Friday, January 14, 2011

Thursday Tales #42, "Stairs of Love", a short story

The following story is for Thursday Tales  Stories are to be related to the following picture prompt (provided by David Preissel at DeviantArt) and be between 55 - 777 words in length.   Mine is 776 words and my first attempt at writing a short story (other than Friday Flash 55 which is in the prompt below)

I have created a new blog for any further short stories written by me.  It is "Art Happens in Black & White".  I want this blog to maintain it's focus on poetry and photography.

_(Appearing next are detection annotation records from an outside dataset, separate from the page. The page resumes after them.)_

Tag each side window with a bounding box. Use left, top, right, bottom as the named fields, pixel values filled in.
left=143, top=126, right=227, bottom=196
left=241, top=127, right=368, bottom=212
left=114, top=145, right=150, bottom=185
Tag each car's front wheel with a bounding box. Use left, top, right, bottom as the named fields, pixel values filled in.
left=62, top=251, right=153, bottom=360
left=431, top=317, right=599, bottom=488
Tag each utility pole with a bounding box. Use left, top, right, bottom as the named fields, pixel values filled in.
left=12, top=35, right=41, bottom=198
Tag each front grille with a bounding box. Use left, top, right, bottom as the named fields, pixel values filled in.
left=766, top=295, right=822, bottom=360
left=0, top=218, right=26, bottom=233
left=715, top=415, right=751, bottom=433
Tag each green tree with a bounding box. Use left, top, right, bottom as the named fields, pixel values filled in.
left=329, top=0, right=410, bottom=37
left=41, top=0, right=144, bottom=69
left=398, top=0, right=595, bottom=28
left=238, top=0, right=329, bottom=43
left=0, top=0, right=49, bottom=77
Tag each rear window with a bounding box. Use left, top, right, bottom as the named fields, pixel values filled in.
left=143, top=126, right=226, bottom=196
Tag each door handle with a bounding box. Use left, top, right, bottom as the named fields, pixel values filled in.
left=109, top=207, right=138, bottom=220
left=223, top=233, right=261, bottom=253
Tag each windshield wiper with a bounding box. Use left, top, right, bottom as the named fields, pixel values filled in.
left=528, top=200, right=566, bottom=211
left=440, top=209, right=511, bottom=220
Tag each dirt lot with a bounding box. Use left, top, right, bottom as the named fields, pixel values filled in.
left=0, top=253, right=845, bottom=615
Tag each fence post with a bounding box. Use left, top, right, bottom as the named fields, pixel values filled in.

Photo Courtesy of  David Preissel of Deviant Art
Stairs of Love
By Margaret Bednar
“So, this is to be demolished”.  Even though the words were softly exhaled, they still flew around the empty tomblike interior of the old, abandoned apartment building.  A shaft of light filtered in through the window above the stairs, and she waited for her seasoned eyes to adjust to the dimness within.  Her knees ached with the long walk from the bus stop, but she had slowly and determinedly made her way to 918 Mitchell Street.  Lowering herself onto the old oak steps, her hand caressed the well worn railing, and her mind swept back to July 18, 1936.   
The day of their wedding. Tommy’s strong arms had swept her up these very stairs, pausing at the second floor window.  His indrawn breath caused her to raise her eyes to meet his.  “You could never be more beautiful than this moment, Mrs. Baker.  The sun has kissed you and I am certain I am gazing upon an angel from heaven”.  Ah yes, her dear, sweet Tommy, a poet at heart.  A writer in fact.  Full of wonder and excitement; possessed of an energy that touched everything around him.  
Closing her eyes she could envision what it had once looked like.  A smile pulled at the corners of her mouth.  Never the Ritz, that’s for sure, but descending the three story staircase, the sparkling pendant chandelier had always thrilled her. 
She opened her eyes and let them travel the foyer's perimeter.  Not a trace remained of the floral wallpaper that had lined these now tired walls.  Her Tommy had actually selected and put the decorative material up - one of the many jobs he took on the side in order to tide them over until his writing could support them.  She had sat and watched him from where she rested now, pregnant with their first child.   He had whistled and shared with her the ideas for the next chapter of his book, his favorite girl names (as a boy would be named Thomas, of course) and of his desire to buy her a little house in the country.  White picket fence, a garden in the back, big magnolia trees shading the front yard.  But until that time, he had said, this wallpaper was to be her garden, her oasis of beauty, so to speak.  She had smiled, knowing her oasis of beauty was in front of her, balanced precariously upon the ladder.
She shifted, slowly rising to stand.  Yes, this place had been home, a place her heart had soared and where she had been treated like a queen.  She knew her arthritic legs wouldn’t take her up the twisted staircase, but her mind raced swiftly upward.  Past the window and on up to the second floor landing, first door to the left.  Apartment number five.  Where little Barbara had been brought home from the hospital and rocked gently to sleep in her father’s arms, first steps joyfully exclaimed over, and hours of nursery rhymes read by the fire.  A fairytale life.  One that had suddenly come to an end on December 7, 1941.  “Japan Wars on U.S. and Britain; Makes Sudden Attack on Hawaii”.  A headline that forever changed their lives.
The last image she had of Tommy was of him looking back from the very window he had declared her an angel.  She remembered the morning light hitting the back of his head, creating a sort of halo.  The image caused her already worried heart to skip a beat.  He smiled, put his fingers to his lips and said “I’ll be back soon, Princess”, and with a wink, he was gone.  
They never found his body.  MIA.  Missing.  Missing.  Missing. It still echoed in her mind.  Little Barbara and she had moved from this apartment after the war in 1945.  Into a little house with a garden in the backyard, just like Tommy had imagined for them.  The magnolia tree bloomed magnificently each spring. She, Mrs. Baker, kept busy with volunteer work.  She didn’t need a job, as Tommy’s dream of becoming a successful published author had come true.  It was now considered a classic, and over the years it sold almost as much as the 1960 novel “To Kill a Mockingbird”.  She glanced at her watch.  She must be on her way if she wasn’t to miss the afternoon bus.  
Her eyes traveled up the stairs, up to the window one last time.  “I love you.  I’m still waiting and I feel I will be with you very soon”, she whispered.  And as she walked to the door, she whistled.  The sound reverberated and slowly floated up and out the window, towards her beloved Tommy.


3 Q said...

very nice! glad i chose to read it :)

Margaret Bednar said...

3 Q - I am thrilled you read it! And liked it.